I would like to show you a simple circuit in which you could also use the same nice 50uA DC current meter you show in the video but this circuit would make it possible for your  DC meter to indicate the relatively high frequency AC current in the single wire you designate in the schematic as C.

Here is the link to the circuit:  http://www.w8ji.com/building_a_current_meter.htm 

It includes a toroidal transformer, the core of which can be the types like you see here in these links:
http://lairdtech.thomasnet.com/item/ferrite-toroids/-36-00-mm-0-375-inch-to-1-417-inch-ferrite-toroids/t0634-00h?   
or  http://www.ferroxcube.com/prod/assets/fertor.htm  and click on type TX221413.pdf  for instance.

This simple current meter (or indicator) makes it possible to show any current ranging from some kiloHertz to up the several MegaHertz range, you simple thread the crocodil  clip of wire C through the toroidal core and watch the DC meter if there is any current flowing in or around wire C.   The original article shows a calibration procedure but it is valid for the shown components; the lower limit of its frequency range with the 20 turns on Amidon T150-2 type core and with R1=100 Ohm values is around 1.8-2 MHz so you need to use higher number of turns like 30 - 40 and maybe R1=200-300 Ohm on a higher permeability core to bring the lower frequency limit in the some ten kiloHertz range, this is why I suggest the above core types. Any toroidal core with a permeability of some thousand and with an inner diameter of say 12-15mm and outside diameter of 20-25mm would be good of course.   Even if you could not calibrate it (which would need some sophisticated measuring equipment)  this simple circuit could nicely serve to indicate any AC current that passes through a piece of wire.

The reason I suggest this simple current meter is to help you and others here to have something which is appropiate for indicating AC current via a piece of wire because your nice Deprez type DC meter with its 50uA sensitivity is not able to follow the very rapid AC current via your wire C, this is why it shows near zero.

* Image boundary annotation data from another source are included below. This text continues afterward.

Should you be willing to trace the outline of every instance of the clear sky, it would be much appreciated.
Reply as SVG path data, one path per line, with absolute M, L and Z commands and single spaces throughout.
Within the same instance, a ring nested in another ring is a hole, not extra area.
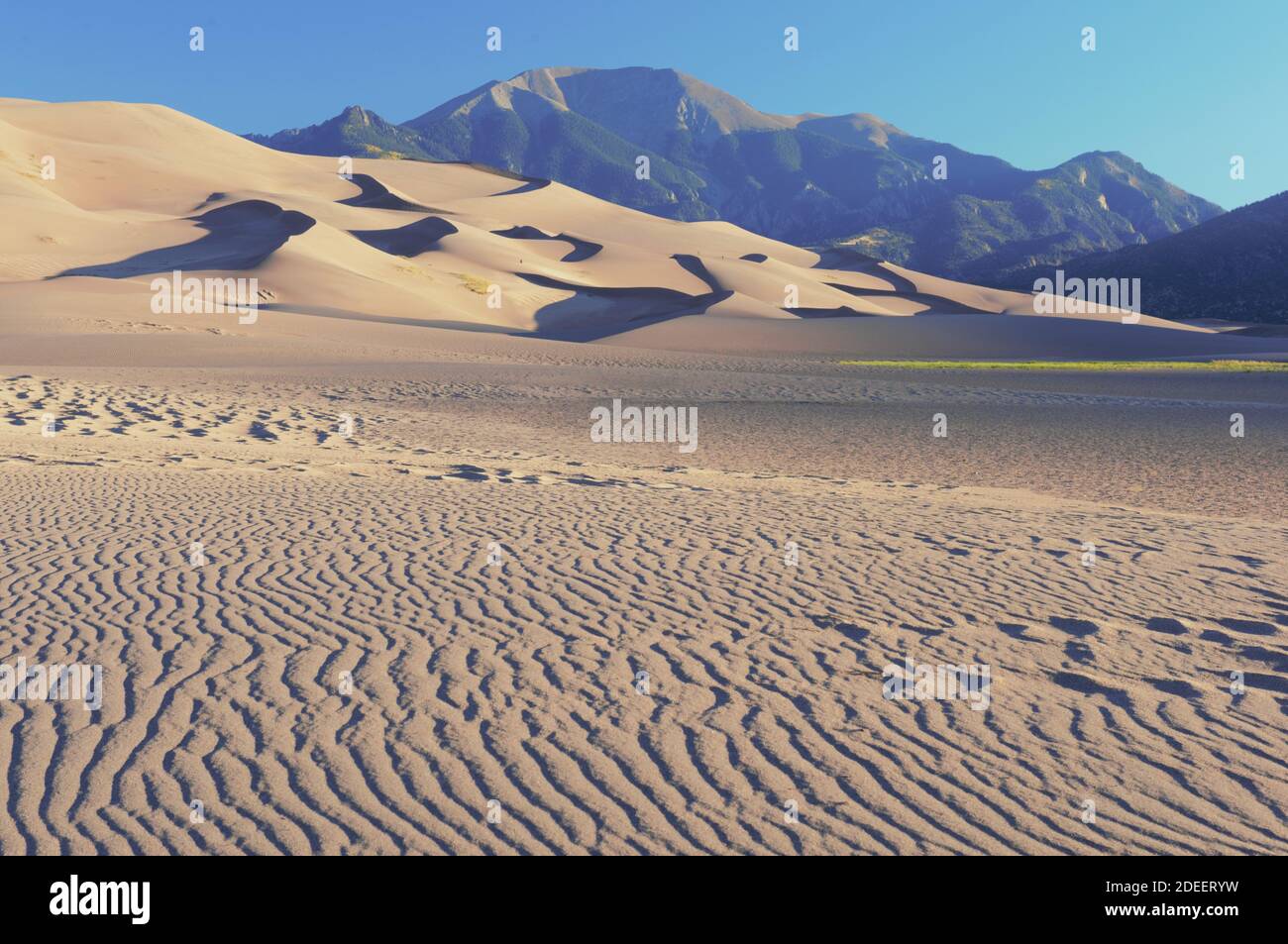
M 1288 0 L 0 0 L 0 95 L 160 102 L 237 133 L 346 104 L 406 121 L 541 66 L 670 66 L 1027 169 L 1123 151 L 1227 209 L 1288 189 Z

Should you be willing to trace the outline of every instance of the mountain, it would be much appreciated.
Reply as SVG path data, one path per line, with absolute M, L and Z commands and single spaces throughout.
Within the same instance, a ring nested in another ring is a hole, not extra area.
M 249 137 L 298 153 L 486 164 L 672 219 L 729 220 L 985 283 L 1221 212 L 1118 152 L 1027 171 L 873 115 L 761 112 L 668 68 L 533 70 L 401 125 L 350 107 Z M 636 176 L 641 156 L 648 179 Z
M 292 127 L 272 135 L 245 135 L 256 144 L 299 155 L 350 157 L 404 157 L 433 160 L 421 147 L 420 135 L 401 125 L 390 124 L 375 112 L 349 106 L 334 118 L 309 127 Z
M 1141 304 L 1164 318 L 1288 325 L 1288 192 L 1166 240 L 1064 263 L 1069 278 L 1139 278 Z M 1032 290 L 1054 268 L 1019 272 Z

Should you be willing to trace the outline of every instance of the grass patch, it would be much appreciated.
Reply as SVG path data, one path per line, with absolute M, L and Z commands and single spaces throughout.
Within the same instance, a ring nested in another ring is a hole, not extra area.
M 1208 371 L 1252 373 L 1288 371 L 1284 361 L 841 361 L 848 367 L 905 371 Z
M 471 276 L 468 272 L 453 272 L 452 274 L 461 279 L 461 285 L 471 292 L 477 295 L 487 295 L 488 286 L 491 285 L 487 279 Z

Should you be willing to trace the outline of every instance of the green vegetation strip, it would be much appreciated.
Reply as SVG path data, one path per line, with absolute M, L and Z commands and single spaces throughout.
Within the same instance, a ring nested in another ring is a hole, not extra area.
M 1288 371 L 1285 361 L 841 361 L 905 371 Z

I think you have an oscillator (which may oscillate in the some hundred kHz or maybe the lower MHz range) and you connect a so called Avramenko plug (a one wire rectifier circuit) to the oscillator via the wire C.   (if you goodle Avramenko plug, you can find good info on it)

Also I suggest reading on Dr Stiffler's circuits, either here on this forum

http://www.overunity.com/3457/selfrunning-cold-electricity-circuit-from-dr-stiffler/msg118617/#msg118617 

or on his own site:  http://67.76.235.52/SECExciter.htm   (not always working 24h)

You will find much similarity to your circuit.